Regardless of whether you tastefully call it an “Afrikaner community” or more realistically describe it as a racist enclave, Orania’s radio station has been silenced.   

Lydia de Souza, senior manager of the Independent Communications Authority of South Africa (Icasa), described the unlicensed broadcasters as bandits, and while she stated that “Our monitors were of the view that it was a racist-based station and very right-wing,” Icasa insists that they shut down the station because Orania lacked a broadcasting license.    

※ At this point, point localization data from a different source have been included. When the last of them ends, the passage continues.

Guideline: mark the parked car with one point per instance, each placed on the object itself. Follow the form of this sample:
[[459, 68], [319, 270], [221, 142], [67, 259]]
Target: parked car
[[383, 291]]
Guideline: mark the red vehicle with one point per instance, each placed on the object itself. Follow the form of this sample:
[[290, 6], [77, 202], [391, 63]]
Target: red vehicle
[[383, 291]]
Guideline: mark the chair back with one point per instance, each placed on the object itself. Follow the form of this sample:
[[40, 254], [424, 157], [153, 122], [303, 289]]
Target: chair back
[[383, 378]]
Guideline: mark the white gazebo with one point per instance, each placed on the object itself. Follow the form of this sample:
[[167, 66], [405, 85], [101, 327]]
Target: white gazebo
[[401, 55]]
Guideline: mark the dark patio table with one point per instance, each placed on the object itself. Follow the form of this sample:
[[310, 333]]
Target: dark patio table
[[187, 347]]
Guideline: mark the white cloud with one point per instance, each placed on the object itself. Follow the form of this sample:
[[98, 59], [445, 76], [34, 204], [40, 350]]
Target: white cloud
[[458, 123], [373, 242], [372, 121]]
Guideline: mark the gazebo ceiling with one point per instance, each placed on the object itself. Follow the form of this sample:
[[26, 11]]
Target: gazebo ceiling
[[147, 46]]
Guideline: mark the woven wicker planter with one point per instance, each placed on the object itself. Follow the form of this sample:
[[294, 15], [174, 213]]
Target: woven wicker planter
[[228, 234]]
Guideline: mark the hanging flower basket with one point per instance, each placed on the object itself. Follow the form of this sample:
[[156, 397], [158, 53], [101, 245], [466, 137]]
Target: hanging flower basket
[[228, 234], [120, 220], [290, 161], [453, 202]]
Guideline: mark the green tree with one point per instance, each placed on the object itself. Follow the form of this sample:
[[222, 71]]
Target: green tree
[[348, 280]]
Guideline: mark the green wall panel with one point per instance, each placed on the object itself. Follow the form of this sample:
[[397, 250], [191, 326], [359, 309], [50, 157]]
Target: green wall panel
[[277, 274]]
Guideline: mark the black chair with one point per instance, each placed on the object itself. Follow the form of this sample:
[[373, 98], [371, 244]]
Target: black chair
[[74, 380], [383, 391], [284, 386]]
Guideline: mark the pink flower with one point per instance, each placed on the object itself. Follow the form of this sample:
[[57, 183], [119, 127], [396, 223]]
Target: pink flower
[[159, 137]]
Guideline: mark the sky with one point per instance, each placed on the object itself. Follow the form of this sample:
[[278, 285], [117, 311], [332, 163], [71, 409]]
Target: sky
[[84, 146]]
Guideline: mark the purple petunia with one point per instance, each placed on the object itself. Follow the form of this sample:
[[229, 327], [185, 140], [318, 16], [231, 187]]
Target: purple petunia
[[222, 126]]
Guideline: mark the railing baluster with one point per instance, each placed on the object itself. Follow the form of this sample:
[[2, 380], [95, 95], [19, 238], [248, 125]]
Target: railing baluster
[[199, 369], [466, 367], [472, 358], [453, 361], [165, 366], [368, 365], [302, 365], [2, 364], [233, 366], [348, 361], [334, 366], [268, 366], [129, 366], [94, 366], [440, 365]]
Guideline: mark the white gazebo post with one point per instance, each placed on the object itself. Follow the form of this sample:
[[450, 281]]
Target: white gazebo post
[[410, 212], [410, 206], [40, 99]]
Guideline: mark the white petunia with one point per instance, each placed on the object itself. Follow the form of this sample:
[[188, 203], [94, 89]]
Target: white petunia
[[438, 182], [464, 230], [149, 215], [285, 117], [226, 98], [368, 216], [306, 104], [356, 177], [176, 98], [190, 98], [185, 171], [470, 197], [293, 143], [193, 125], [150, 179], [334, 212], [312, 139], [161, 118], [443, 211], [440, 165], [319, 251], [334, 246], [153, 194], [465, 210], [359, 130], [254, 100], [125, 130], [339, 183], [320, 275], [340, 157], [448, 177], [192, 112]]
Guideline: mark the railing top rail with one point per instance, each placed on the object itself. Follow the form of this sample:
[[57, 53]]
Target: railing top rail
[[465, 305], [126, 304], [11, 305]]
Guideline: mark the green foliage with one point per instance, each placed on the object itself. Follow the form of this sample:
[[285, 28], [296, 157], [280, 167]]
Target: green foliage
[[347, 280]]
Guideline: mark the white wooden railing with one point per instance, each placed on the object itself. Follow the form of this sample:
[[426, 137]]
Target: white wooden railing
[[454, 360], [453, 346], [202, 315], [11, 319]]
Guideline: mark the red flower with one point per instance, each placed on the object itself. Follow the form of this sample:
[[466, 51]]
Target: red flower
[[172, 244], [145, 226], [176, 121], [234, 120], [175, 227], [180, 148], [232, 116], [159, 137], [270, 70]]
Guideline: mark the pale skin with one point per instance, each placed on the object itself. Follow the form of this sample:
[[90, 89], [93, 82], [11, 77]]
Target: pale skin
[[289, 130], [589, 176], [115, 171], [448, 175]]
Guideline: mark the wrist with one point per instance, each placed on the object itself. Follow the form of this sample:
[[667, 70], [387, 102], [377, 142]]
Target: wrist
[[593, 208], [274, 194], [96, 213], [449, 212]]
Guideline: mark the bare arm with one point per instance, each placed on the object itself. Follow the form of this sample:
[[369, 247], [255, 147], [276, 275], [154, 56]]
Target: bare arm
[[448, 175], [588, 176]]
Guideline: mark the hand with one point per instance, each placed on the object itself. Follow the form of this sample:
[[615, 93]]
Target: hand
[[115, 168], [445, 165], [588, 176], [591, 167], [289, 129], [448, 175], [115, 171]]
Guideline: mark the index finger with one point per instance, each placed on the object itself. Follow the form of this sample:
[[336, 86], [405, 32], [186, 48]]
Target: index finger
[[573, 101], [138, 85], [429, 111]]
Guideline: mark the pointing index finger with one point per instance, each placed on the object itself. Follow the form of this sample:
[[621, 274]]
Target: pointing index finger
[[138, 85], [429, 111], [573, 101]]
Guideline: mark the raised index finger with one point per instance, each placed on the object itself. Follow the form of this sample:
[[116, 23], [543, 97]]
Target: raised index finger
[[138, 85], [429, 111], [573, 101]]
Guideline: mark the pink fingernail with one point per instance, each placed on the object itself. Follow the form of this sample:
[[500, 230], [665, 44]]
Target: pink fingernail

While the ostensible reason that the 600 or so residents of Orania flocked to the small town was to escape the violence and crime that plague South Africa, it is doubtful that security was the motivating factor for their migration to Orania, and the legacy of apartheid is alive and well in the town; the grandson of Henrik Vorwoerd, who designed the program of apartheid, currently lives in Orania.  

In one of the most insultingly timed events in recent memory, Orania leased its own whites-only currency last year, two days after the 10th anniversary of the end of apartheid.

In a baffling defense of the notion of white supremacy, Eleanor Lombard, a town spokesman, declared: “South African society is like a fruit salad — if I am allowed to be whatever I am — a banana, an apple or whatever — I can add to the flavour…If I am all squashed up, I cannot contribute.”